Raffensperger has frequently tried to conflate Abrams and Trump in recent months, suggesting she’s no better than the president who pressured him to “find” enough votes to overturn Georgia’s results in the presidential election. Raffensperger faces a Republican primary challenge from a Trump-endorsed candidate, U.S. Rep. Jody Hice.

Raffensperger said Abrams is spreading disinformation and undermining faith in elections when she promotes the idea that Georgians were blocked from voting in 2018.

Credit: Steve Schaefer

Credit: Steve Schaefer

“She’s been spreading that voter suppression myth now for going on three or four years,” Raffensperger told the Rotary Club of Marietta in October. “If you look at 2020, what you really saw was the flip side of that coin, and people talk about voter fraud.”

The kind of voting barriers that Abrams said she objects to did exist to some extent, though her loss by about 55,000 votes wasn’t in doubt after ballots were counted. There were long lines, poll closures, voter registration cancellations and “exact match” registration policies leading up to the 2018 election.

In contrast, Trump’s allegations of fraud in the election itself lacked substance. Investigations by the secretary of state’s office, the GBI and the FBI have discredited almost all fraud allegations. Three ballot counts showed similar results, with Democrat Joe Biden defeating Trump in Georgia by about 12,000 votes. Judges threw out dozens of lawsuits by Trump and his supporters.

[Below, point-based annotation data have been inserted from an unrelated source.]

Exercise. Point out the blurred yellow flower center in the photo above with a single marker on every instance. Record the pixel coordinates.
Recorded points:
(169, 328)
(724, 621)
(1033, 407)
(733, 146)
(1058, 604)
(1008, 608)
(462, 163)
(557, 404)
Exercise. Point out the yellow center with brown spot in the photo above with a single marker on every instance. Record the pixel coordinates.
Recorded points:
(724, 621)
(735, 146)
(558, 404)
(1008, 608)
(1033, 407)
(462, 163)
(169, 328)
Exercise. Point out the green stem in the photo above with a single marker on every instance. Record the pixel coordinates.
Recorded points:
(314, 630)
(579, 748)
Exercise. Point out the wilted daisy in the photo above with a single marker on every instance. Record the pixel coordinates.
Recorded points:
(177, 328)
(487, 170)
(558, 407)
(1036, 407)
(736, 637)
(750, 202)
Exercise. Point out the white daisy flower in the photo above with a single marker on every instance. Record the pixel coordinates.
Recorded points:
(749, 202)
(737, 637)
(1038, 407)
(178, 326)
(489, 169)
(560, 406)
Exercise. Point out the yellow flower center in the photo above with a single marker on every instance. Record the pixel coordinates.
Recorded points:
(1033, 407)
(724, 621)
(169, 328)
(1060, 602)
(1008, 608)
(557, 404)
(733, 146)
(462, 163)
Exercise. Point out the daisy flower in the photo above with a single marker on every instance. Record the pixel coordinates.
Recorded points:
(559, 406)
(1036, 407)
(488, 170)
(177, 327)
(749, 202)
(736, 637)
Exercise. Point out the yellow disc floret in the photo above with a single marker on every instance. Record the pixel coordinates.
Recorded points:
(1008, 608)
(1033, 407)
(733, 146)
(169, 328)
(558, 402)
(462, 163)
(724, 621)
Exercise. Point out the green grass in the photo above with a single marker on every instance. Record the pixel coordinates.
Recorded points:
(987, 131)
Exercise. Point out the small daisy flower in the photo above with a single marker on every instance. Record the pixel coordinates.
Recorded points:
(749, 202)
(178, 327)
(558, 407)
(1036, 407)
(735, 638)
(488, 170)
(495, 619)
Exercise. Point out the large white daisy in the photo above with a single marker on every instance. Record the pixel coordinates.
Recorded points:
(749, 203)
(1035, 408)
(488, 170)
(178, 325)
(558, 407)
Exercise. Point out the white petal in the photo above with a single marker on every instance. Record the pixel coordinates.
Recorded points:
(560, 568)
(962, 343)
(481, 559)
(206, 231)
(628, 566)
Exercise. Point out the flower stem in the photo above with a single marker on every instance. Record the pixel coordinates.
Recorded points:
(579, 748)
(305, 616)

“The biggest difference, obviously, is that Donald Trump continues to say that in fact he is the rightful winner of the election,” said Amy Steigerwalt, a political science professor at Georgia State University. “Stacey Abrams didn’t continue to suggest that she was going to be rightfully installed as governor or that all of the election results were going to be overturned.”

But Abrams’ critics say she created the blueprint for sowing doubt in election results with her constant emphasis on voting problems in a state with record turnout, automatic voter registration, no-excuse absentee voting and three weeks of early voting.

Republican consultant Chip Lake said Abrams set a precedent for raising questions about election integrity.

“What Abrams did and what some people on the right are saying is ‘stop the steal.’ I don’t know if there’s any difference,” Lake said. “That’s going to be problematic for Stacey.”

Abrams has said she felt comfortable saying “I won” even though she didn’t, according to a 2019 interview with The New York Times Magazine. Abrams said she believed the election wasn’t fair because of Georgia’s voting practices.

After Abrams launched her candidacy this week, Kemp didn’t attack her voting rights record. Instead, Kemp accused her of “woke politics” with a liberal agenda.

But voting access and restrictions will be an inevitable battleground issues in the campaign leading up to Election Day on Nov. 8, just as they were in the previous election for governor four years ago.

“Stacey Abrams presented facts based on voters’ real experience in trying to make their voices heard,” Abrams spokesman Seth Bringman said. “Unless voters have access to the polls, they won’t have confidence in the system, and that is the very confidence that Stacey Abrams sought to restore.”

Abrams has made voting rights her core issue throughout her career, and she has fought Georgia voting policies that Kemp supported, first as secretary of state and now as governor. More than three years after filing a lawsuit opposing Georgia’s voting policies, a trial is scheduled for February.

Meanwhile, Kemp has supported Georgia’s new voting law that reduced ballot drop boxes, increased voter ID requirements for absentee voting, changed absentee ballot deadlines and enabled state takeovers of county election boards. Nine lawsuits contesting the law are pending, including one filed by the U.S. Department of Justice.